Interest rate cuts may pause soon, experts say. Here's why
When the Federal Reserve made a landmark decision to begin interest rate cuts this fall, central bankers predicted a steady lowering of rates that would stretch into 2026.
But the Fed may slow, or even pause, those plans as early as the coming months, some experts told ABC News. The potential freeze could prolong the pain for borrowers hammered by high-cost mortgage or credit card payments.
Stubborn inflation over recent months has thrown a wrench into central bank hopes of a drawdown of rates, and the possibility of resurgent inflation under President-elect Donald Trump could further complicate plans, experts said.
"It's likely the Fed is going to pause rate cuts for a while," John Sedunov, a finance professor at Villanova University's School of Business, told ABC News.
For now, the Fed is sticking to its plans. The chances of a rate cut when the Fed meets this week are all but certain, according to the CME FedWatch Tool, a measure of market sentiment.
However, investors show similarly high confidence that the Fed will leave rates unchanged at its following meeting in January, the measure shows.
Consumer prices rose 2.7% in November compared to a year ago, marking two consecutive months of rising inflation, government data last week showed.
Inflation has slowed dramatically from a peak of more than 9% in June 2022. But the recent uptick has reversed some progress made at the start of this year that had landed price increases right near the Fed's target of 2%.
"One of the things that's sinking into people's minds is that inflation is a little bit -- just a tad -- more stubborn than the Fed would like," Paul Wachtel, a professor of economics at New York University who studies interest rate policy, told ABC News.
In recent months, the Fed has cut its benchmark rate three-quarters of a percentage point, dialing back its fight against inflation and delivering some relief for borrowers saddled with high costs.
Even after the cuts, the benchmark rate stands between 4.5% and 4.75%, its highest level in nearly two decades.
Despite high borrowing costs, the economy has proven resilient. The labor market has slowed but remains solid. The unemployment rate stands at 4.2%, a historically low figure.
The robust health of the economy likely eases concern among policymakers that high interest rates could tip the economy into a downturn, Joseph Gagnon, a senior fellow at the Peterson Institute for International Economics and a former Federal Reserve official, told ABC News.
"There seems not much urgency or even reason to cut," Gagnon said.
To be sure, the central bank has emphasized that it will adjust its rate decisions based on incoming economic data. Evidence of cooling inflation or a weakening economy may nudge policymakers toward interest rate cuts, just as the persistence of current conditions could pause rate cuts.
"If the economy remains strong and inflation is not sustainably moving toward 2%, we can dial back policy restraint more slowly," Fed Chair Jerome Powell said during a press conference in Washington, D.C., last month.
"If the labor market were to weaken unexpectedly or inflation were to fall more quickly than anticipated, we can move more quickly," Powell added.
The path of interest rates is especially difficult to predict due to the impending arrival of the Trump administration next month, experts said.

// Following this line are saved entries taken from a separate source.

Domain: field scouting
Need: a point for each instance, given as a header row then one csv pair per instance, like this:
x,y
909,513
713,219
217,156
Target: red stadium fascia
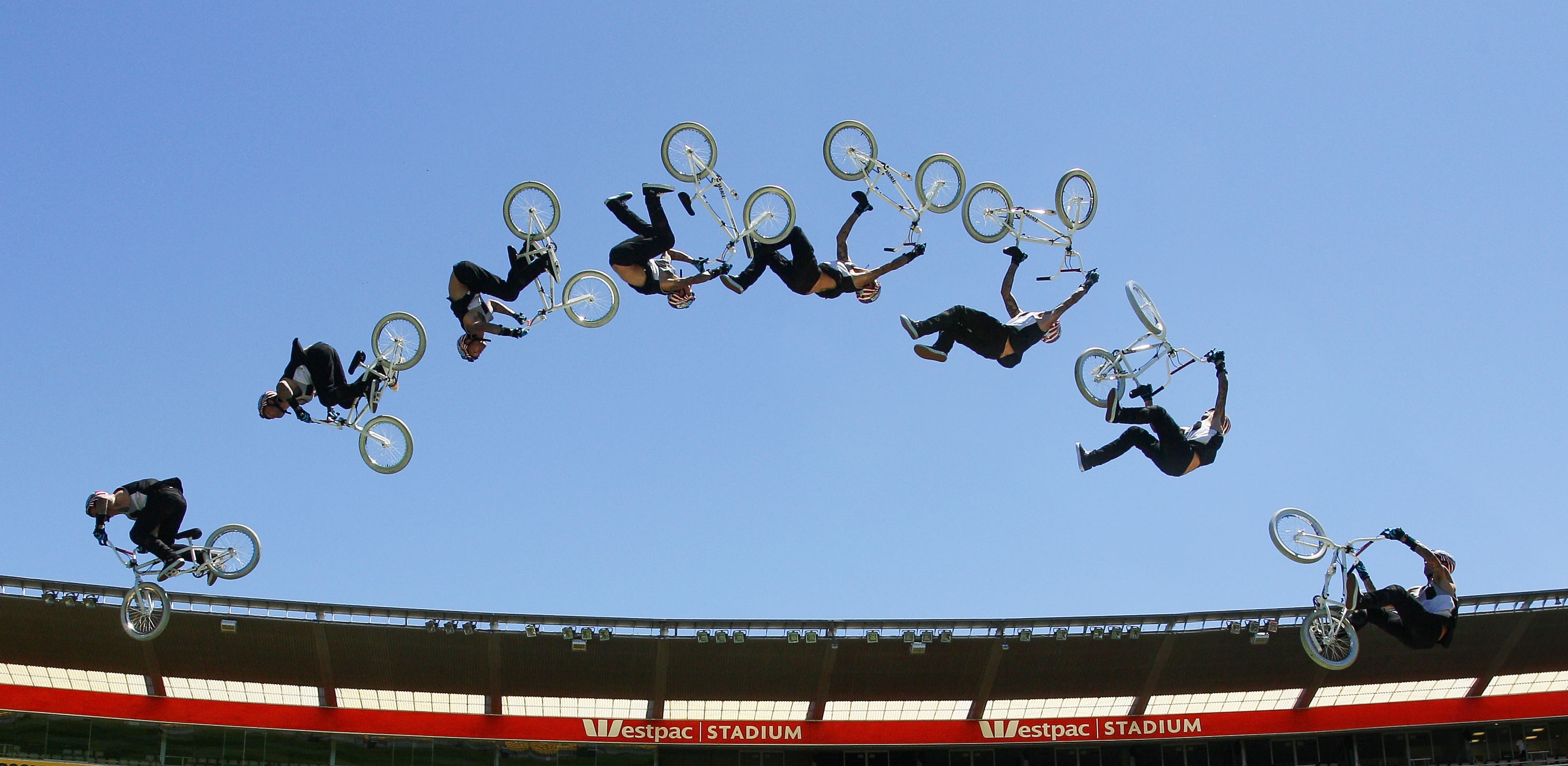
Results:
x,y
302,718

Some economists expect Trump's proposals of heightened tariffs and the mass deportation of undocumented immigrants to raise consumer prices. Such an outcome would put pressure on the Fed to hold rates steady or even hike them, Gagnon said.
When asked last month about the Fed's potential response to Trump, Powell said the central bank would wait until it gains clarity about the exact policies and their implications. "We don't guess, we don't speculate and we don't assume," Powell said.